Our native Bee Balm (Monarda fistulosa) is springing up everywhere at Draper Twin Lakes, just as it is at Bear Creek Nature Park. Such an appropriate name for what I like to call “a bad hair day” wildflower beloved by bees.
Maryann Whitman, a local wildflower expert, informs me that this native plant, Tall Bellflower (Campanulastrum americanum) is not common in this part of Michigan. Ben tells me that it was probably part of a native plant seed mix used along the trail by the Parks Commission when they built the path. It seems to have settled in quite nicely here!
Down by the fishing dock, right in the water, are two other purple plants . This one is a native, Swamp Loosestrife (Decodon verticillatus). The flowers grow right along the stem and though it’s hard to see here, even the veins of the leaves are a light pink.
Unfortunately, right across the way, on the other side of the fishing dock, is a fierce, Eurasian invasive plant from the same family. If Purple Loosestrife (Lythrum salicaria) takes hold, it will crowd out our native plants. Fortunately, a beetle that only eats Purple Loosestrife was introduced to Michigan in 1994 and has done a great job reducing the abundance of Purple Loosestrife. Now, instead of wetlands full of these invasive plants, Purple Loosestrife populations are mostly kept in check. With the potential to produce 2.5 million seeds per plant each year (!), we still remove any Purple Loosestrife we find, but we don’t have to worry about it as much as we used to.
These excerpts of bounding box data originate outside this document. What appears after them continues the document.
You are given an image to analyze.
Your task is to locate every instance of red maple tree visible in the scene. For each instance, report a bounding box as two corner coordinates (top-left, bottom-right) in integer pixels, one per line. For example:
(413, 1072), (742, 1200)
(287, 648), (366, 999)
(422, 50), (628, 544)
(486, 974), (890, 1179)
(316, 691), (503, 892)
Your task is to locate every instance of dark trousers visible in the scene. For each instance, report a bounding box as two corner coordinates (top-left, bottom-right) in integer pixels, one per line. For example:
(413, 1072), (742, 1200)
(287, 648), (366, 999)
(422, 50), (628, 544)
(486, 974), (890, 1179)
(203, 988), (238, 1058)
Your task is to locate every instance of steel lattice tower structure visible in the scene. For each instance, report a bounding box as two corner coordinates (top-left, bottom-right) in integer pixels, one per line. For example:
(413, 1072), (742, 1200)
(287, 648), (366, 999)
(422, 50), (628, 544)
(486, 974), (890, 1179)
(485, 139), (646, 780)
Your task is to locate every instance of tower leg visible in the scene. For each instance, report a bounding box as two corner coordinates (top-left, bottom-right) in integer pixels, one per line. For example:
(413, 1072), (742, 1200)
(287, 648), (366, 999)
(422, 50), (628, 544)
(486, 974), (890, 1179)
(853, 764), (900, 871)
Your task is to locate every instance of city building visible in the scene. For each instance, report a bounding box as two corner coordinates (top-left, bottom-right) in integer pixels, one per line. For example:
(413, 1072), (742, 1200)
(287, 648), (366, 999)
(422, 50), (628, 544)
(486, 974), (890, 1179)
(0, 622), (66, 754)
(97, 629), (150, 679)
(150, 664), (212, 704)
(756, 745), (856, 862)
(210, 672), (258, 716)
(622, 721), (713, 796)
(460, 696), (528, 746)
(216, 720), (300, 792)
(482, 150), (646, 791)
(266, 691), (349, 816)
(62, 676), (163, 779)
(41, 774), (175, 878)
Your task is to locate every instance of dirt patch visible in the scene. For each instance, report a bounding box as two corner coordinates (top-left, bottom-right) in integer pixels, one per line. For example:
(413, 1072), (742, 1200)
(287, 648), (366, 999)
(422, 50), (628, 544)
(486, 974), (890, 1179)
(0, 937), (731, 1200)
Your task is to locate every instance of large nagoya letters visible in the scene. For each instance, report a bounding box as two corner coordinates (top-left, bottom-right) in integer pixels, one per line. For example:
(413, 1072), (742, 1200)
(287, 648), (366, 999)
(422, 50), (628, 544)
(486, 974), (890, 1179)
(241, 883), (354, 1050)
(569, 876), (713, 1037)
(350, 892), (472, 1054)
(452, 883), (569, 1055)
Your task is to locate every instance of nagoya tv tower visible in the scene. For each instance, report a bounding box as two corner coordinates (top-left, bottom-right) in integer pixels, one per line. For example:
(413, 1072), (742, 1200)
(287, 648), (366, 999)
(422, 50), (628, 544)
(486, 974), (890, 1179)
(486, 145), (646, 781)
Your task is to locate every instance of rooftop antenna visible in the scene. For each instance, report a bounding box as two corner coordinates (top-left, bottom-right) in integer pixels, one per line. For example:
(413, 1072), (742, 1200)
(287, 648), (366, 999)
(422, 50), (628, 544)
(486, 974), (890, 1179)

Also on the deck, is a color-coordinated damselfly, the Violet Dancer (Argia fumipennis violacea). Really! A damselfly that matches the flowers nearby! I’ve seen these lavender and blue damselflies before at an inland lake. They must prefer water deeper than the ponds at Bear Creek.
Down in the water at the end of the deck – what else? Blue Gills, looking very blue and lavender under the water.
If you learned the complementary color wheel in art class, you may remember that the complementary color to purple is yellow. So nature obliged at Draper Twin Lakes. Near the dock, an Evening Primrose (Oenothera biennis) stood at attention, its yellow flag flying.
Off in the plants near the fishing deck, a a golden dragonfly, The White-Faced Meadowhawk (Sympetrum obtrusum) balanced delicately on a dried flower stem.
And below, crowds of orange and yellow Jewel Weed (Impatiens capensis) gave the final golden moment to a lovely walk.
From start to finish, going out and coming back, this short, easy walk to the fishing dock at Draper Twin Lakes Park is well worth your time – especially if your favorite color is purple!